Trust in Data Science: Collaboration, Translation, and Accountability in Corporate Data Science Projects
This addresses the problem of building trustworthy data science systems in real-world corporate settings, offering insights for practitioners and researchers, though it is incremental in building on existing CSCW and critical data studies.
The study examined how trust is established in corporate data science projects by identifying four tensions in applied work and showing that trust depends on collaborative practices like negotiation and translation, not just technical processes.
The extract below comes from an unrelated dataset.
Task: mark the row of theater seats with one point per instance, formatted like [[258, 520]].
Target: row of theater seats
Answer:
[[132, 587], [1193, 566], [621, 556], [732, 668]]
The trustworthiness of data science systems in applied and real-world settings emerges from the resolution of specific tensions through situated, pragmatic, and ongoing forms of work. Drawing on research in CSCW, critical data studies, and history and sociology of science, and six months of immersive ethnographic fieldwork with a corporate data science team, we describe four common tensions in applied data science work: (un)equivocal numbers, (counter)intuitive knowledge, (in)credible data, and (in)scrutable models. We show how organizational actors establish and re-negotiate trust under messy and uncertain analytic conditions through practices of skepticism, assessment, and credibility. Highlighting the collaborative and heterogeneous nature of real-world data science, we show how the management of trust in applied corporate data science settings depends not only on pre-processing and quantification, but also on negotiation and translation. We conclude by discussing the implications of our findings for data science research and practice, both within and beyond CSCW.